La chasse aux fonctionnaires fantômes est bel et bien lancée. Ceux-ci ont été décrits comme relevant des services de l'Etat ou des collectivités locales qui ne rejoignent pas leurs lieux de travail, ceux qui s'absentent en permanence ou encore ceux qui n'

15 Mars 2005 À 19:42

Cette opération pourrait déboucher sur la radiation des salariés occupant des emplois fictifs. Le chiffre «de plus de 80.000 personnes, soit plus de 17% de l'effectif de l'Administration, évalué à 540.000» est avancé, représentant une perte pour l'Etat de plusieurs millions de dirhams.

En effet, nombreux sont les cas de fonctionnaires percevant le double de leur salaire, ou des primes et indemnités non conformes à leurs emplois, sans compter les morts et les personnes en disponibilité ou en abandon de poste qui continuent d'être payés avec la complicité des gestionnaires de leurs départements. Ces fonctionnaires fantômes se retrouveraient dans les plus gros ministères, l'Education nationale et l'Intérieur. Selon les statistiques du ministère de l'Intérieur, le personnel des collectivités locales est passé de 30.000 en 1977 à 143.000 en 2002 avec un taux d'encadrement très faible de l'ordre de 5%. D'après une étude faite par le Dr.

Ali Sedraji, professeur à la faculté de droit, Université Mohammed V et directeur de l'UFR des sciences administratives et développement institutionnel, la contrainte majeure des collectivités locales est la masse salariale. Dans certaines villes, elle représente plus de 80 % des recettes. Du reste, les communes sont devenues des organismes d'assurance chômage; le cas de Casablanca est édifiant en la matière en ce sens où sur 25.000 agents du personnel communal recensé dernièrement, 7.000 font partie de ce que l'on appelle des fonctionnaires fantômes, payés pour ne rien faire.

Aussi, le cas de ce fonctionnaire qui, après enquête, s'est révélé être un ingénieur d'Etat actuellement installé au Canada, qui est-il toujours présent dans les esprits. Sans aucun remord, tout en menant une vie paisible, et certainement aisée, en Amérique du Nord, il a continué pendant des années à percevoir son salaire de fonctionnaire. Lequel salaire lui était viré mensuellement sur son compte bancaire.

Aujourd'hui, le gouvernement décide de procéder au recensement strict de ces fonctionnaires fantômes, à la suspension du versement de leurs salaires mensuels et à la mise en application de "dispositions législatives et réglementaires" à leur égard.
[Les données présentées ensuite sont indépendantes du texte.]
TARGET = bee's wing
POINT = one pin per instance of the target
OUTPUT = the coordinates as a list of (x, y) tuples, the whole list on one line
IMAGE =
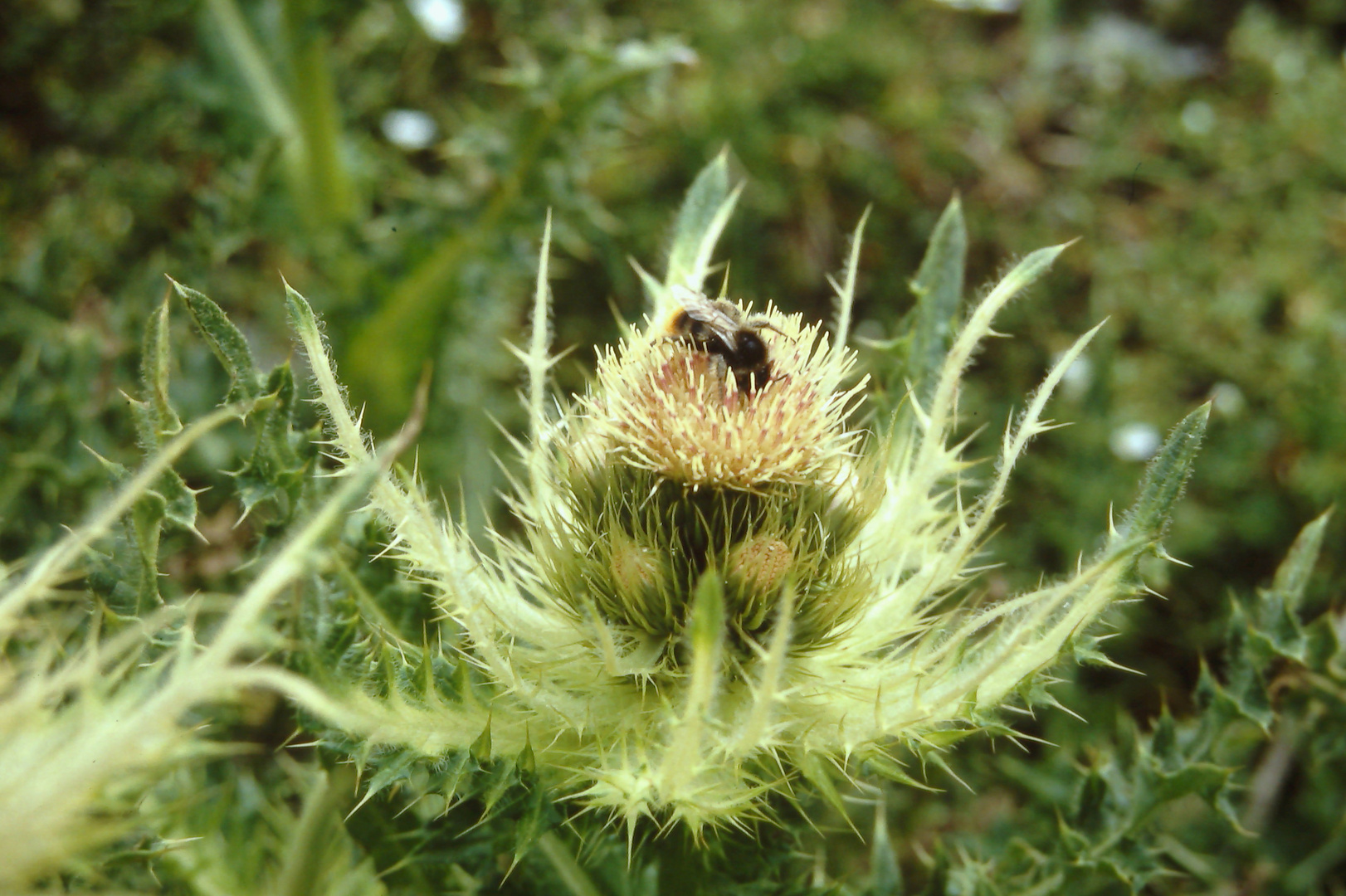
[(685, 296), (720, 324)]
Les différentes administrations de l'Etat vont poursuivre la détection et la répression des fonctionnaires fantômes. Le communiqué de la primature précise que des sanctions de radiation seront prises à l'encontre de tous ceux ayant quitté leur fonction ou abandonné leur poste sans aucune justification juridique. Il ajoute que lors d'une réunion présidée lundi par Driss Jettou à Rabat « le Premier ministre a mis l'accent sur la détermination du gouvernement à lutter avec force contre ce phénomène qui porte préjudice aux principes de bonne gestion, donne lieu à la dilapidation des deniers publics et ternit l'image de l'administration ».

Les fonctionnaires fantômes ont été décrits comme relevant des services de l'Etat ou des collectivités locales qui ne rejoignent pas leurs lieux de travail, ceux qui s'absentent en permanence ou encore ceux qui n'accomplissent aucune tâche ou mission au profit de leur administration. Pour éradiquer ce fléau qui ronde l'administration, tous les syndicats prônent l'encouragement des départs volontaire en retraite anticipée moyennant la mise en place d'une indemnisation exonérée d'impôt, en procédant par ailleurs, au licenciement des fonctionnaires fantômes qui seront immédiatement remplacés par de nouvelles compétences nationales parmi les jeunes diplômés chômeurs.

Historique : La chasse est ouverte
En avril 2003, Najib Zerouali, alors ministre de la Modernisation des secteurs publics nous avait dans un entretien que son département avait entrepris de recenser les fonctionnaires de l'Administration pour « disposer de données sur l'ensemble des fonctionnaires avec la définition exacte de leur qualification. Il s'agit, avait-il précisé, de savoir qui est vraiment fonctionnaire et de disposer du nombre de ceux qui se prétendent l'être sans pour autant fournir un travail quelconque.

Fonctionnaires fantômes, il fallait les mettre dehors. « Il faut bien qu'il y ait une rationalisation de la dépense publique. Vous ne pensez tout de même pas que l'Etat va payer des fonctionnaires qui ne sont pas là ».
Préalablement à cette action, le ministère des Finances avait, pour sa part, introduit des réformes dans le GIPE (système de Gestion intégrée du personnel de l'Etat) et la GID (Gestion intégrée de la dépense).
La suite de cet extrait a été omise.